10万円~20万円以内のものは一括償却資産に、そして10万円以下のものは消耗品にあたります。消耗品の場合は減価償却の計算が必要なくなるので、覚えておきましょう。
まとめ
内装工事に関する勘定科目は、建物・建物付属設備・経費・備品の4つのみであることがわかりました。建物付属設備に関しては、分類が多くあるためわかりにくいかもしれませんが、一度覚えてしまえばややこしいものではありません。

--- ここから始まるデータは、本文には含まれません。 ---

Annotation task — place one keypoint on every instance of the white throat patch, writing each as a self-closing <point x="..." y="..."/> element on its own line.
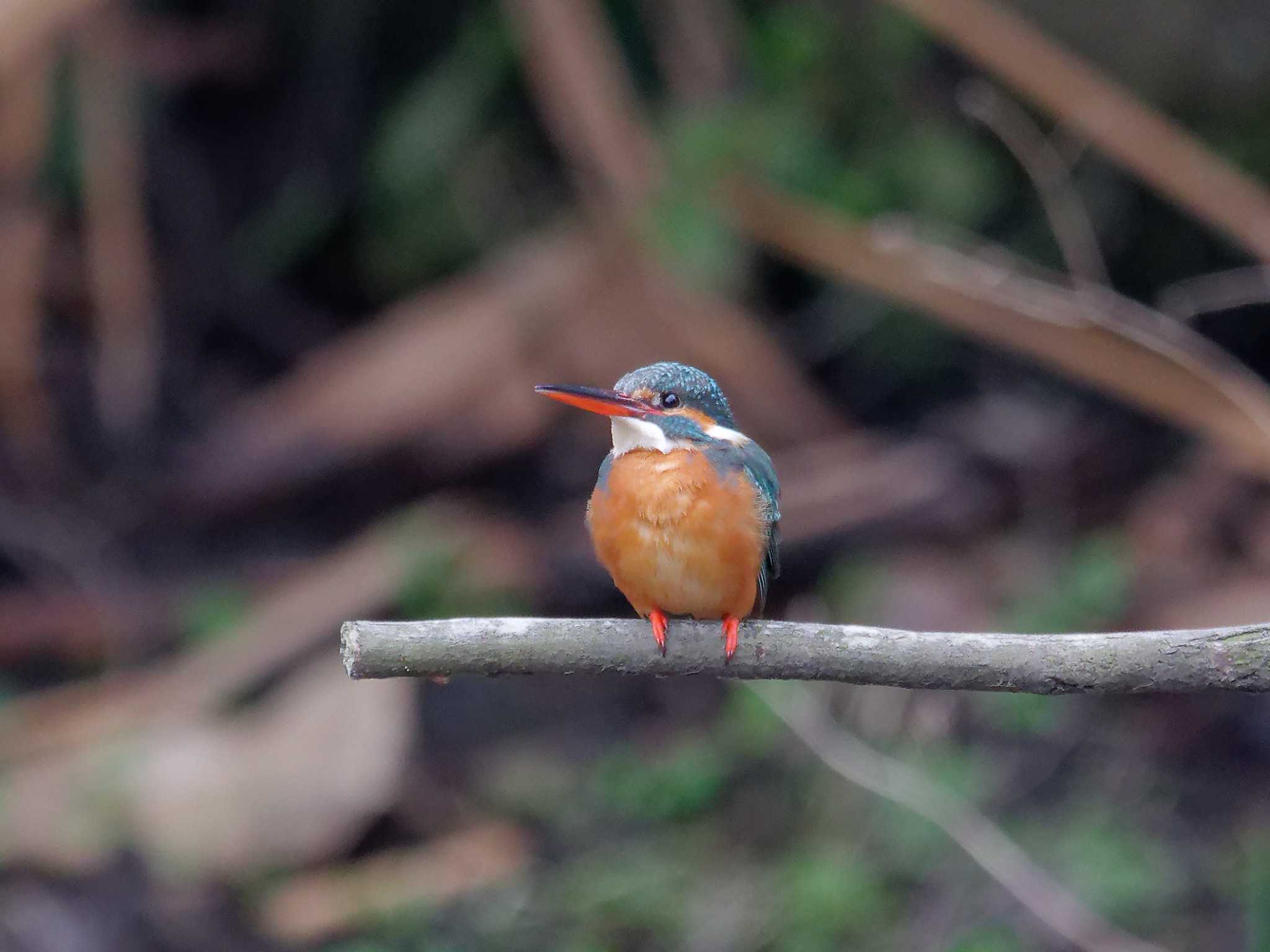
<point x="630" y="433"/>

勘定科目を間違えると、確定申告の際に間違った報告をすることになってしまうため、勘定科目はしっかり覚えるようにしましょう。
また、減価償却の計算も重要な部分です。減価償却を間違えてしまうと、費用として計上する金額が変わってくるため、あとあと仕訳を修正しなくてはいけなくなります。決算前に手間が増えてしまうので、間違えないように注意してください。